Description of problem: Rebalance status command output shows failures. It should not show any failures as if any file does not get rebalanced because of space issue it should be in skip list. Version-Release number of selected component (if applicable): glusterfs-3.4.0.56rhs-1389602694.el6.x86_64.rpm How reproducible: Intermittent Steps to Reproduce: 1.Create a distribute volume 2. create the data i.e. symlinks on the mount point Refer "Additional info:" for code that creates the symlinks 3. Add brick 4. Start rebalance 5. Check rebalance status Actual results: Node Rebalanced-files size scanned failures skipped status run time in secs --------- ----------- ----------- ----------- ----------- ----------- ------------ -------------- localhost 46 1.2KB 366 0 1 completed 3.00 rhsauto057.lab.eng.blr.redhat.com 43 1.1KB 382 1 0 completed 3.00 rhsauto022.lab.eng.blr.redhat.com 0 0Bytes 330 0 0 completed 1.00 Expected results: Additional info: Code to create symbolic links: mkdir -p $MOUNT_POINT/symlinks mkdir -p /symlinks mkdir -p $MOUNT_POINT/symlinks-gluster mkdir -p $MOUNT_POINT/symlinks-gluster-dest for i in `seq 1 100`; do echo "#!/bin/bash" > /symlinks/$i.sh echo "echo Hello World" >> /symlinks/$i.sh ln -s /symlinks/$i.sh $MOUNT_POINT/symlinks/$i echo "#!/bin/bash" >> $MOUNT_POINT/symlinks-gluster/$i.sh echo "echo Hello World" >> $MOUNT_POINT/symlinks-gluster/$i.sh ln -s $MOUNT_POINT/symlinks-gluster/$i.sh $MOUNT_POINT/symlinks-gluster-dest/$i done
Marked this bug as intermittent as this came twice in last few days BVT run. Today's Run: https://beaker.engineering.redhat.com/jobs/575364 Previous Run: https://beaker.engineering.redhat.com/jobs/572378
Created attachment 850449 [details] Rebalance logs
In the logs below error message is seen: hosdu-rebalance.log.1:[2014-01-15 18:14:31.263392] E [dht-linkfile.c:287:dht_linkfile_setattr_cbk] 0-hosdu-dht: setattr of uid/gid on /93 :<gfid:00000000-0000-0000-0000-000000000000> failed (No such file or directory)
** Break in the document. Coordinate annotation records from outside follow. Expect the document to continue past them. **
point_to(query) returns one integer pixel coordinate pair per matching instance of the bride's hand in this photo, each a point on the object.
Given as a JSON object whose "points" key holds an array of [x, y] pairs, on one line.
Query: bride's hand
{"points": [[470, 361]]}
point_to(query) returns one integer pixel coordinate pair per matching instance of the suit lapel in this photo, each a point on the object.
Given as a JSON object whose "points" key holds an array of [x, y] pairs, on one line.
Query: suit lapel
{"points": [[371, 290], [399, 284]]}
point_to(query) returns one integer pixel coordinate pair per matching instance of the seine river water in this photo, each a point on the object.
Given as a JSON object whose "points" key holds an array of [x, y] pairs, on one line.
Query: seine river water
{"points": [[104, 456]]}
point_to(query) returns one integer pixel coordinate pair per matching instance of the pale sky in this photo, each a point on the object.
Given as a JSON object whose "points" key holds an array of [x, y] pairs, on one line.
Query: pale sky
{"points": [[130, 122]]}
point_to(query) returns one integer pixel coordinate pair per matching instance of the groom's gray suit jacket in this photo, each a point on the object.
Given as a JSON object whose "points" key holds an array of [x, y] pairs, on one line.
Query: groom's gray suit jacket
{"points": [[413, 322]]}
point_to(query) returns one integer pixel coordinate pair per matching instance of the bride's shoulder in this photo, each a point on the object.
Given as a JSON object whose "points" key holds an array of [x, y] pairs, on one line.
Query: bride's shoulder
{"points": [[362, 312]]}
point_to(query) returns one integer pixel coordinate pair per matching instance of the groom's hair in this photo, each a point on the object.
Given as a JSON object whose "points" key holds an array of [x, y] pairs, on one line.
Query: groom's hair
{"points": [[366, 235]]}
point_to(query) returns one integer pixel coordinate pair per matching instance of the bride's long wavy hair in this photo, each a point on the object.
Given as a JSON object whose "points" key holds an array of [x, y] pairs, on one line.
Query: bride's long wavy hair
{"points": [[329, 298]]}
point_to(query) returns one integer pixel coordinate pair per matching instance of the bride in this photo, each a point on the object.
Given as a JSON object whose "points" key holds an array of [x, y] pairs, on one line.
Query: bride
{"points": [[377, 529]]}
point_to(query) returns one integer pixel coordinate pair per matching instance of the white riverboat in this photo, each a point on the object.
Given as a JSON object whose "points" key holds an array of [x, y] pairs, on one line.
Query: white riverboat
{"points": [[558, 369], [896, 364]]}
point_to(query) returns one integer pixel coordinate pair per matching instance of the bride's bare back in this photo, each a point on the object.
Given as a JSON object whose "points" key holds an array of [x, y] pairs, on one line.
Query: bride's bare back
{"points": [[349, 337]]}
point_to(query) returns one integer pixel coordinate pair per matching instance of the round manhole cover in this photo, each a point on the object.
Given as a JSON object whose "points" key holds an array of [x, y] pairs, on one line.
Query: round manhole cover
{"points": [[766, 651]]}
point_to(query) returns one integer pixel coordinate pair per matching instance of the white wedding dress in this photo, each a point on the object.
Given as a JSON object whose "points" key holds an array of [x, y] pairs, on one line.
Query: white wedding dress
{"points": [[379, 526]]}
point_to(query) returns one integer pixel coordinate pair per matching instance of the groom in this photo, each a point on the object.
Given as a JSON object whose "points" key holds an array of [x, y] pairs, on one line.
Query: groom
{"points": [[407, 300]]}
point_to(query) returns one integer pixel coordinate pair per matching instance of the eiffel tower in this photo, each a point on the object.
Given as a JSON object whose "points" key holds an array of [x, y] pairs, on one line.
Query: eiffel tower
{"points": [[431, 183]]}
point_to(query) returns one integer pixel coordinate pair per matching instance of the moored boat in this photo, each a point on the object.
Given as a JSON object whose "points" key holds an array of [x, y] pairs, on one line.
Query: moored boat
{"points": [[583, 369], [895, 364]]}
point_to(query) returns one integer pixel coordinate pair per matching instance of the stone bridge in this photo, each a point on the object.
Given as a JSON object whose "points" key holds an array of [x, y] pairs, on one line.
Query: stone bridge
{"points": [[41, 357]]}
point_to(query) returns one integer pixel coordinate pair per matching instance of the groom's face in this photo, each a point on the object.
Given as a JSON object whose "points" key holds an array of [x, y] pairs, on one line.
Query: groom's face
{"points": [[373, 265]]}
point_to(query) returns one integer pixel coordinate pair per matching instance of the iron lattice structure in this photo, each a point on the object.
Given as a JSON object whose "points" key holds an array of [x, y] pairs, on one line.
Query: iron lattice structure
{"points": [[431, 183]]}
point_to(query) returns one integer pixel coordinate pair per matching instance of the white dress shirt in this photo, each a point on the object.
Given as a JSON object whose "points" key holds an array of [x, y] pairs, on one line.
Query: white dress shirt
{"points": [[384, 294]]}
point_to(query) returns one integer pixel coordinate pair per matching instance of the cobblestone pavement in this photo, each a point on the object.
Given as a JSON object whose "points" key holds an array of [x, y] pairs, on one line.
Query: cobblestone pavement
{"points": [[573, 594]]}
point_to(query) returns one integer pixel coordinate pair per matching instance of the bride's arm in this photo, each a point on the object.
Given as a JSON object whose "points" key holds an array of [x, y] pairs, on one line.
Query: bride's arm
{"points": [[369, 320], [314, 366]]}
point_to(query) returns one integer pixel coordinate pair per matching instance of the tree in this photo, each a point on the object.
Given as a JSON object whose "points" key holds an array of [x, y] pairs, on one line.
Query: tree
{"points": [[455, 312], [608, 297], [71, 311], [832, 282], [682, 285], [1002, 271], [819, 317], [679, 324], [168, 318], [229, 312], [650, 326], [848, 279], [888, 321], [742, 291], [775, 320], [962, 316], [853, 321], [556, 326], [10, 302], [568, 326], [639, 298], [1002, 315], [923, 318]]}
In last couple of weeks of BVT run I haven't seen this issue. Hence lowering the severity
adding 3.0 flag and removing 2.1.z
From the logs it seems that one of the rebalance process is not able to perform setattr because file was not present at the backend. If it is a replicated volume, ideally lock should be taken. So not sure how it went into that situation. But able to reproduce it for not-replicated volume. 1. Initially there are two bricks. 2. Created file. org_file 3. Created symbolic link to org_file. [sym_file] 4. Added new brick. 5. Ran rebalance. NOTE: All bricks are on different node. Now rebalance process will run on all three nodes. Lets assume file needs to be migrated from node-2 to node-3. Rebalance-1: Rebalance-2 Rebalance-3 t1: Lookup (sym_file) t2: Create dht-link(T) at node-3 t3: Lookup(sym_file) t4: After some more operations delete the dht-link at node-3 t5: Do setattr at dht-link created at t2 above. NOTE: It will fail as at t4, rebalance-2 deleted dht-link file t6: Create symbolic-link at node3
Cloning this to 3.1. To be fixed in future.